# Analyse bond distances, check cutoffs

In this notebook we will plot pair distribution functions (pdf) over our dataset or subset. This is necessary to convince ourselves that a we can rely on connectivities to fingerprint the atomic structures. 

In [None]:
# Import modules.
import numpy as np

from ase.visualize import view
from ase.data import chemical_symbols, covalent_radii

from catlearn.utilities.distribution import pair_distribution, pair_deviation
from catlearn.api.ase_atoms_api import images_connectivity, database_to_list
from catlearn.featurize.adsorbate_prep import autogen_info, auto_layers, layers_termination, check_reconstructions
from catlearn.featurize.periodic_table_data import get_radius, default_catlearn_radius
from catlearn import __path__
from matplotlib import pyplot as plt

### Import data
Select a dataset and import it to a list of atoms objects.

In [None]:
selection = []
work_path = __path__[0]
fname = work_path + '/../data/ads_example.db'
print('Importing from database.')
images = database_to_list(fname, selection=selection)
print(len(images), 'structures imported.')

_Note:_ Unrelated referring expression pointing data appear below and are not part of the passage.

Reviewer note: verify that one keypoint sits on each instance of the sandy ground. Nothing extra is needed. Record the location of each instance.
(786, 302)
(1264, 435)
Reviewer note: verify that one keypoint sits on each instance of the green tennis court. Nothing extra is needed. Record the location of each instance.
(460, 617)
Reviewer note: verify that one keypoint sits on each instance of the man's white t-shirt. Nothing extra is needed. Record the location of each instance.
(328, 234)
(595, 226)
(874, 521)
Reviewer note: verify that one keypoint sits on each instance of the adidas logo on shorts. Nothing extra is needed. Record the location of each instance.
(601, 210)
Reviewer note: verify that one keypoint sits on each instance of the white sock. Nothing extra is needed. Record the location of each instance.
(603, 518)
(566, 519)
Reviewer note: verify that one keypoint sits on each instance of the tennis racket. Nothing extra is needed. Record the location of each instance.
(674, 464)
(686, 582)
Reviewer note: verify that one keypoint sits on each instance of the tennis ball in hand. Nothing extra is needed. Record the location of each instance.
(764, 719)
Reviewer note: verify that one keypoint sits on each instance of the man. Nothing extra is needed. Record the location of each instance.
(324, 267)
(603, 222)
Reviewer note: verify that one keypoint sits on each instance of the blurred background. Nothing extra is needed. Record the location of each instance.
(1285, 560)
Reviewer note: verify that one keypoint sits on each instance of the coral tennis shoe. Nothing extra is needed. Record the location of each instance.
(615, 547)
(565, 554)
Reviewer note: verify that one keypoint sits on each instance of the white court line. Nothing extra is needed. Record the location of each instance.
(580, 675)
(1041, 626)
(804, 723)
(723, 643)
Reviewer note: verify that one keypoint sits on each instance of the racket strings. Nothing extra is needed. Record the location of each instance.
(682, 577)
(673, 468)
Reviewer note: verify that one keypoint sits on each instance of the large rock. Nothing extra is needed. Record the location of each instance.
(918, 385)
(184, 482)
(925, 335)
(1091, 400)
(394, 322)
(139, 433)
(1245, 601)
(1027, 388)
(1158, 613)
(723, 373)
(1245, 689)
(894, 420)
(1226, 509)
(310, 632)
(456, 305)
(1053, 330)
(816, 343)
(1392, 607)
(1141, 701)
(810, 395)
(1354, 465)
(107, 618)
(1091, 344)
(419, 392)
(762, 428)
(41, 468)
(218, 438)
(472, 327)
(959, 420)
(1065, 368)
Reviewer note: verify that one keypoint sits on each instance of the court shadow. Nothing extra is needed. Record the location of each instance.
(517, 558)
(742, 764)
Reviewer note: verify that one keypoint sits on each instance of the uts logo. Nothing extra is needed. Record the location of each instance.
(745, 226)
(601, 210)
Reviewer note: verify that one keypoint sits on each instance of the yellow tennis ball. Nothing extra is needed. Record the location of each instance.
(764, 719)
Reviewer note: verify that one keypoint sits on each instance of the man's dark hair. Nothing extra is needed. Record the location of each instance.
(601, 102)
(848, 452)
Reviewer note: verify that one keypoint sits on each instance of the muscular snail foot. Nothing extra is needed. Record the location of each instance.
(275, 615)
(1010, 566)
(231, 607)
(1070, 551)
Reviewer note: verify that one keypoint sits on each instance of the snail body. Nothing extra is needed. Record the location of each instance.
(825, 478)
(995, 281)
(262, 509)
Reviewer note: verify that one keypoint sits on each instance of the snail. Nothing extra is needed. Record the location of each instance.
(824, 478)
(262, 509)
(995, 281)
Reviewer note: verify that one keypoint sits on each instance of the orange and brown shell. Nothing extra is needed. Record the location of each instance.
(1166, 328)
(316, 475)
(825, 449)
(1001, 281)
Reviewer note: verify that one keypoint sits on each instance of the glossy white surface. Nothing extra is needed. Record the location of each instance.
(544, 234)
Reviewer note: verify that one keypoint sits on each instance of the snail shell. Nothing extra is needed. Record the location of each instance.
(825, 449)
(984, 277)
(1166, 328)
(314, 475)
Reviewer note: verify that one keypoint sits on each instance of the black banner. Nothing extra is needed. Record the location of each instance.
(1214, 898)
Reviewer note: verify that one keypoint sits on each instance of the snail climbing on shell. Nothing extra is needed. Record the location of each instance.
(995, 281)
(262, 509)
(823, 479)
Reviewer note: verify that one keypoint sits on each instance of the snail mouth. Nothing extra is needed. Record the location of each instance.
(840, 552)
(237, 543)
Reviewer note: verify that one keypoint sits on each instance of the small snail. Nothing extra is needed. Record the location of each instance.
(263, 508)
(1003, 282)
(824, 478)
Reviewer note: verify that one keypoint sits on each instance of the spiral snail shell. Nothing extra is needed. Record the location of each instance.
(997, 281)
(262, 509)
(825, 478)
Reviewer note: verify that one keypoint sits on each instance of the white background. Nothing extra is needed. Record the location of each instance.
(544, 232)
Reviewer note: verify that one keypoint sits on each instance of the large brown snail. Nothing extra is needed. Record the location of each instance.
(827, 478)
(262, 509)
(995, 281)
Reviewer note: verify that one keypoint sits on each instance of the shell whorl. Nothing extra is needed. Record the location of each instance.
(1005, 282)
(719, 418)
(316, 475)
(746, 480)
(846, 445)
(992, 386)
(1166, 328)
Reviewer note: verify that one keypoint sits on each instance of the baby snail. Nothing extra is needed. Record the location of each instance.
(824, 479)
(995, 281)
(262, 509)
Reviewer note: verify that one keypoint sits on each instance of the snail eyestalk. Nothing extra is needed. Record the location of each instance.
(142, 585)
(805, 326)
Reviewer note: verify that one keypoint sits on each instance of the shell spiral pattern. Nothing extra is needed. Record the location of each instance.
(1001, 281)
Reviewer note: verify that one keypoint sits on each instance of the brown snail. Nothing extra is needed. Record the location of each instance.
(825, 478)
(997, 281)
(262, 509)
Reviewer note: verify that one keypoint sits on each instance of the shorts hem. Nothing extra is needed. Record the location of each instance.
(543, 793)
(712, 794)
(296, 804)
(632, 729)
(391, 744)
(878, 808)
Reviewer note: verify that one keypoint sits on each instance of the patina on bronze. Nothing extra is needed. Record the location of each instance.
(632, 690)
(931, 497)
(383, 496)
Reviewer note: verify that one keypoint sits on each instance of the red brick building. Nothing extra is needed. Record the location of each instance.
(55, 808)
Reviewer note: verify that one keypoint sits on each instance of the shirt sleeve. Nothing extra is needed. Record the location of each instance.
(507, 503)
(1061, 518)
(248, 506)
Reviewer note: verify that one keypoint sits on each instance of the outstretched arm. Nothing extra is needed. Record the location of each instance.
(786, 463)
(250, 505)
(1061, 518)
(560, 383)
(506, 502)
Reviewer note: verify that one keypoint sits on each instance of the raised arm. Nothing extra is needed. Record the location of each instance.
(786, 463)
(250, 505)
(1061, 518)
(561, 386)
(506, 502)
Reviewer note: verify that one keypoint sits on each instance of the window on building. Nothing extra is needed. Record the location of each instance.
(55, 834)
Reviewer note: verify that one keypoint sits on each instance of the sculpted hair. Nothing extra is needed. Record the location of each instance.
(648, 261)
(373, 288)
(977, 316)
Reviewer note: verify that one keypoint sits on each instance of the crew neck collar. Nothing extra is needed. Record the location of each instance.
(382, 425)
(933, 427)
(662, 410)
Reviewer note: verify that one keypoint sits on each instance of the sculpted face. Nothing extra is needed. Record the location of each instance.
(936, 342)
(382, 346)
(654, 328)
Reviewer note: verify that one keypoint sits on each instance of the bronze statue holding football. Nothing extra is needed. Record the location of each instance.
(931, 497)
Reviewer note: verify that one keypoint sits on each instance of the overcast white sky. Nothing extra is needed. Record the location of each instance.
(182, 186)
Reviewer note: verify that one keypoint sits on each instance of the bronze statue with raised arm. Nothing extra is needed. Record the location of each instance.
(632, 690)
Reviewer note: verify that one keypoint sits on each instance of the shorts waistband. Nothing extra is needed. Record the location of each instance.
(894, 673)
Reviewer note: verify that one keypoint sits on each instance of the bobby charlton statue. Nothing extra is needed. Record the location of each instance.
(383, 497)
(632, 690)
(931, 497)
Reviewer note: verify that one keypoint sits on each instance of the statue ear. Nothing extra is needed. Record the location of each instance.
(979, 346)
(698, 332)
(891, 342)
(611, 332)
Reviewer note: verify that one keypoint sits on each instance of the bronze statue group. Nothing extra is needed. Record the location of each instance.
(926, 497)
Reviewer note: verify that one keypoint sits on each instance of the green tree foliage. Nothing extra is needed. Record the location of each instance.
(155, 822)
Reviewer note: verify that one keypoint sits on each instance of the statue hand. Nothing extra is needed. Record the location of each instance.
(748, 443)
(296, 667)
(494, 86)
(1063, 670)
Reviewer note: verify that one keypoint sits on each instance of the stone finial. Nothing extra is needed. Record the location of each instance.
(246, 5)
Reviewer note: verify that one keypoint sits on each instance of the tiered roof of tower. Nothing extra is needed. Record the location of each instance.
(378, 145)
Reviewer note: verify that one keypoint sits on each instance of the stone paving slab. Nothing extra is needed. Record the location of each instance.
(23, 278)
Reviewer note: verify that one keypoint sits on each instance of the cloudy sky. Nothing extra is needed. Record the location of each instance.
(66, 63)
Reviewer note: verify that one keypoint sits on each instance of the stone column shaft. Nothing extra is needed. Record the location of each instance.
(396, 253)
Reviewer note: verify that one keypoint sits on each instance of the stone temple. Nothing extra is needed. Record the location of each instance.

### Pair distribution function
The pair distribution function is a histrogram over distances between the atoms in our dataset. Our pdf utility in catlearn can optionally select a one or two elements to include in the analysis.

In [None]:
# int for bonds between a single element and all other atoms. 
# tuple (A, B) for bonds between A and B only.
element = 6

# Generate pdf.
pdf, x = pair_distribution(images, bins=257, bounds=(0.3, 3.), element=element)

In [None]:
# Plot pdf.
plt.plot(x, pdf)
plt.xlabel('$r$ [$10^{-10}$ m]')

We can see on this plot that carbon

The pdf does not directly show us the appropriate cutoff unless we select a specific pair of elements to count bonds between.

### Set cutoffs

Lets set some cutoff in order to evaluate them.

In [None]:
cutoff_dictionary = {}
for z, s in enumerate(chemical_symbols[:104]):
    if z == 0:
        continue
    elif z == 6:
        radius = covalent_radii[z] * 1.1 + 0.1
    else:
        radius = get_radius(z) * 1.1 + 0.1
    cutoff_dictionary[z] = radius

In [None]:
# int for bonds between a single element and all other atoms. 
# tuple (A, B) for bonds between A and B only.
element = 78

# Generate pdf.
pdf, x = pair_distribution(images, bins=257, bounds=(0.3, 3.), element=element)

In [None]:
# Plot pdf.
plt.plot(x, pdf)

# Print and plot bond lenght
bond = 0.
if isinstance(element, int):
    print('radius', cutoff_dictionary[element])
elif isinstance(element, tuple):
    for z in element:
        print('radius', cutoff_dictionary[z])
        bond += cutoff_dictionary[z]
    print('bond', bond)
plt.axvline(bond, color='0.5')

# Axis label.
plt.xlabel('$r$ [$10^{-10}$ m]')

If the line is after the first peak and clear of any other peaks, the cutoff will clearly distinguish first nearest neigbors.

### Check cutoffs

When our dataset has a larger number of elements, we don't really want to evaluate every pair of elements as shown above. We can instead plot a histogram of bond distances, where the element specific cutoff radii have been subtracted, $r - (r_a + r_b)$.

In [None]:
deviation, xd = pair_deviation(images, bins=257, bounds=(-.5, 0.5), cutoffs=cutoff_dictionary)

In [None]:
plt.plot(xd, deviation)
plt.xlabel('$r - (r_a + r_b)$ [$10^{-10}$ m]')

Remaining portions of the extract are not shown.